Il settore del biologico chiede l’abolizione dell’ l’IVA al 9% sui prodotti alimentari, per rendere quelli bio più economici e quindi più appetibili per i consumatori. Inoltre il comparto ha realizzato un piano in 10 punti da presentare alla ministra dell’Agricoltura Carola Schouten il mese prossimo, come riferisce NOS, affinché il governo lanci una grande campagna  per spiegare i valori e l’importanza dell’agricoltura biologica ai consumatori.

Il settore ha elaborato questo piano dopo che la ricerca di mercato dell’IRI ha dimostrato che i prodotti biologici rappresentano solo il 3,21 per cento degli oltre 40 miliardi di euro spesi nei supermercati l’anno scorso. Si tratta di una cifra appena superiore al 3,19 per cento della quota di mercato dei prodotti biologici nel 2018.

“In questo modo non raggiungeremo l’obiettivo europeo. Entro il 2030 dobbiamo avere una quota di mercato media del 25%. Sono assolutamente necessari ulteriori sforzi”, ha riferito a NOS Michael Wilde, direttore dell’associazione di categoria Bionext. “Per un sistema agricolo sano, equo e sostenibile, abbiamo bisogno di una politica forte, incentrata sia sul consumo che sulla produzione. Chiediamo quindi ai politici di creare una sorta di task force con noi”.
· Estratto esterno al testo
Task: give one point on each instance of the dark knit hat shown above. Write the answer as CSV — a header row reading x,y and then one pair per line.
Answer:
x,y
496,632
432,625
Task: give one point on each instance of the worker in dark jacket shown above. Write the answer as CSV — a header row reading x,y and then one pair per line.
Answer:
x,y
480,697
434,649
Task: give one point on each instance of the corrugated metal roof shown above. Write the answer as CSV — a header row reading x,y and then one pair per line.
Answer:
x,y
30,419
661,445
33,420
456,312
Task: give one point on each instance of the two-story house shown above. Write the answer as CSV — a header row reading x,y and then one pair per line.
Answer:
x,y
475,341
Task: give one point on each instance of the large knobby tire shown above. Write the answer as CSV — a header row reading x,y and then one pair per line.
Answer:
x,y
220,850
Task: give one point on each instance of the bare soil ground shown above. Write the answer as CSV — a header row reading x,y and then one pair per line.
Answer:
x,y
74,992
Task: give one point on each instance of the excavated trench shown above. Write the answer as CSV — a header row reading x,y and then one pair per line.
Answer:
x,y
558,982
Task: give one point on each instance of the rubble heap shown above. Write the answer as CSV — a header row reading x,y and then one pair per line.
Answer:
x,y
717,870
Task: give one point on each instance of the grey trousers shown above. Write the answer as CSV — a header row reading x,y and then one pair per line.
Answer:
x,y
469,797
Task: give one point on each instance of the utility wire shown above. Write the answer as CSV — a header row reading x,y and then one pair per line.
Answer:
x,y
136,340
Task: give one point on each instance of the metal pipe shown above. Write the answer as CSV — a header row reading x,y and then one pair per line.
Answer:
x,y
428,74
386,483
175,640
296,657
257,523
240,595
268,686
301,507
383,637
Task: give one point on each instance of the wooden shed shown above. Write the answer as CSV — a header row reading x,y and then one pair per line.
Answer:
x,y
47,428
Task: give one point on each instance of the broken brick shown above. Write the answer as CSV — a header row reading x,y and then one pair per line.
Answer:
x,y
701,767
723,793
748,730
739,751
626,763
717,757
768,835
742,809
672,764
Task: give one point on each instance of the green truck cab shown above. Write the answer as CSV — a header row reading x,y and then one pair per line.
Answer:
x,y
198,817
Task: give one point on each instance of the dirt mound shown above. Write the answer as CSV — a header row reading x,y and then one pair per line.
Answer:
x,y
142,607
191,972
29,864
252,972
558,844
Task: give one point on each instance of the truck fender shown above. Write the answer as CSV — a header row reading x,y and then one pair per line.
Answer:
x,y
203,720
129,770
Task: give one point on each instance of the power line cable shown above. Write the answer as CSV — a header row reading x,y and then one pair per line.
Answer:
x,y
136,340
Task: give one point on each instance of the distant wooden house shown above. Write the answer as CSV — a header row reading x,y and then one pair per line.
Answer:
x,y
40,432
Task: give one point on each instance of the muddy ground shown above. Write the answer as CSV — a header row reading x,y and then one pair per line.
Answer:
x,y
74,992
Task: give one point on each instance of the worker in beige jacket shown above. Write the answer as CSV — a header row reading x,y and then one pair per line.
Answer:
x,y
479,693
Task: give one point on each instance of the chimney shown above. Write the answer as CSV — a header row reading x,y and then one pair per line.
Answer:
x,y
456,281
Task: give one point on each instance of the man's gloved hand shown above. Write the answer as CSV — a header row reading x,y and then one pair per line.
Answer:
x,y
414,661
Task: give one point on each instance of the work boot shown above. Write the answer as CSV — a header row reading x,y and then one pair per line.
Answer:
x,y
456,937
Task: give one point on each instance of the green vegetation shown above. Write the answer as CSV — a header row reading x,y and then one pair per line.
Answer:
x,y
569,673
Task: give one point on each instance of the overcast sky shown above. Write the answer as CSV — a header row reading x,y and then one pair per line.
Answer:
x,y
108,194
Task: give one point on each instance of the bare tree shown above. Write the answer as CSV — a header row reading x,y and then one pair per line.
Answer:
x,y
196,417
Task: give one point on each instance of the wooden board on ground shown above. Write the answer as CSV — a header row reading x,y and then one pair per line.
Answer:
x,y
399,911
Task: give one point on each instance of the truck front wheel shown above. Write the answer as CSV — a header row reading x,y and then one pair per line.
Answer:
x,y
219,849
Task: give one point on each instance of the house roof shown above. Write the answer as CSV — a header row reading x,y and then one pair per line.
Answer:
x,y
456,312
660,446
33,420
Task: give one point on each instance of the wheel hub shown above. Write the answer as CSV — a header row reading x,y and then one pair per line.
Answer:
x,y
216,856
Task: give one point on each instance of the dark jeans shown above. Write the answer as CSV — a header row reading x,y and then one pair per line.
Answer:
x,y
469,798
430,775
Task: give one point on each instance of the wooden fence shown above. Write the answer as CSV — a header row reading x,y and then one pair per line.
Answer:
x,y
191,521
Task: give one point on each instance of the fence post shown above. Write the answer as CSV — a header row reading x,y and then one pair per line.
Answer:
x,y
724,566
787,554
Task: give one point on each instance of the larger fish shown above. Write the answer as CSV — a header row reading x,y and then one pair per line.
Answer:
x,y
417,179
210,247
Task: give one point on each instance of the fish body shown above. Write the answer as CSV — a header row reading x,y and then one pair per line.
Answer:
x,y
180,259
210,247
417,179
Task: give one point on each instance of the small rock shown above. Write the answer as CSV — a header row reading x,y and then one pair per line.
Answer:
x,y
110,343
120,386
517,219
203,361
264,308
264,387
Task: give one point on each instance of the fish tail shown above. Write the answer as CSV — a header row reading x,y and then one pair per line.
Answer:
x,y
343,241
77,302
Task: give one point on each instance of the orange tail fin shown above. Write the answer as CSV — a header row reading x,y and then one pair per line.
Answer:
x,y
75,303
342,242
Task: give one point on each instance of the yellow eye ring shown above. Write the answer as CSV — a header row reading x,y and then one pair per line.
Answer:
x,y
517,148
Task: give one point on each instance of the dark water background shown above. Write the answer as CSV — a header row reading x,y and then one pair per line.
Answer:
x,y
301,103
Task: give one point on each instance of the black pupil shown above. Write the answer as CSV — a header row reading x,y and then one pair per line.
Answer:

Parte di questa politica deve prevedere una campagna di informazione, ha detto Wilde. “In altri Paesi come la Germania, la Svizzera e l’Austria,  grandi campagne governative spiegano l’importanza del cibo biologico. Lì i consumatori hanno molte più conoscenze del settore. È giunto il momento che questo avvenga anche nei Paesi Bassi”.